Personal information
- Full name: Chikitha Rao Taniparthi
- Born: 13 August 2005 (age 20) Sultanpur, Telangana, India

Sport
- Country: India
- Sport: Archery
- Event: Compound

Achievements and titles
- Highest world ranking: 35 (16 February 2026)
- Personal best: 701 (2025)

Medal record
Women's compound archery
Representing India
World Cup
| Silver medal – second place | 2026 Madrid | Team |
| Silver medal – second place | 2025 Shanghai | Team |
Asia Cup
| Gold medal – first place | 2026 Bangkok | Mixed team |
| Silver medal – second place | 2026 Bangkok | Team |
| Bronze medal – third place | 2025 Bangkok | Team |
Indoor World Series
| Gold medal – first place | 2025 Taipei | U-21 Individual |
World Youth Championships
| Gold medal – first place | 2025 Winnipeg | U-21 Individual |

= Chikitha Taniparthi =

Indian compound archer (born 2005)

Chikitha Rao Taniparthi (born 13 August 2005) is an Indian female compound archer. She became the first Indian woman to win a gold medal in the women's junior individual event at the 2025 World Archery Youth Championships. She has also won medals in the Archery World Cup, Indoor Archery World Series, and Archery Asia Cup respectively.

== Career ==
=== 2023 ===
Taniparthi won her first major domestic title at the 2023 National Games of India, where she secured gold in the women's individual event, representing Telangana.

=== 2025 ===
Taniparthi made her World Cup debut in the 2025 Archery World Cup. She, along with Jyothi Surekha and Madhura Dhamangaonkar, won the gold medal in the women's team event at the Shanghai leg.

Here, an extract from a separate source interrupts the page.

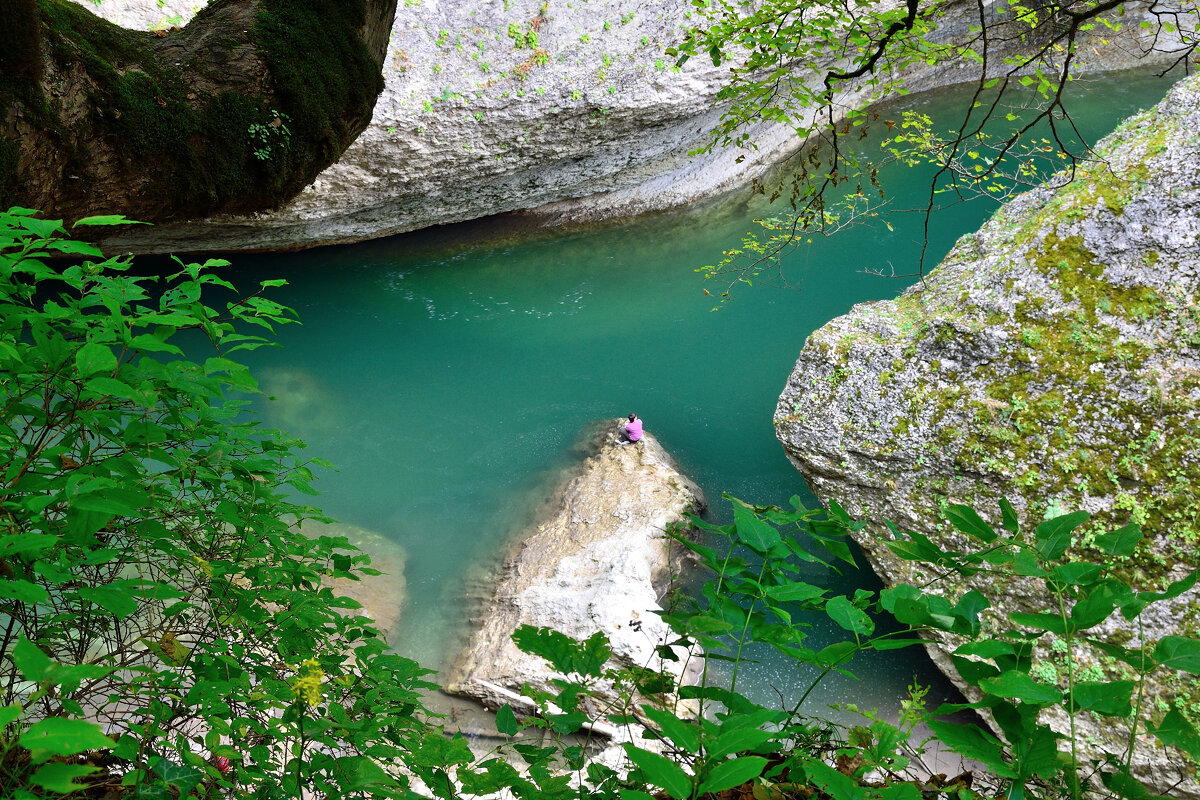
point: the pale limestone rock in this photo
(1054, 359)
(599, 563)
(604, 127)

In August, despite flight cancellations and delays, Taniparthi won the gold medal in the women's junior (under-21) compound individual event at the 2025 World Archery Youth Championships in Winnipeg.

=== 2026 ===
Taniparthi won the mixed team gold, along with Rajat Chauhan, at the Bangkok leg of the 2026 Asia Cup.

In May, she qualified to represent the nation at the 2026 Asian Games after finishing in the top three of the women's compound individual event during the selection trials.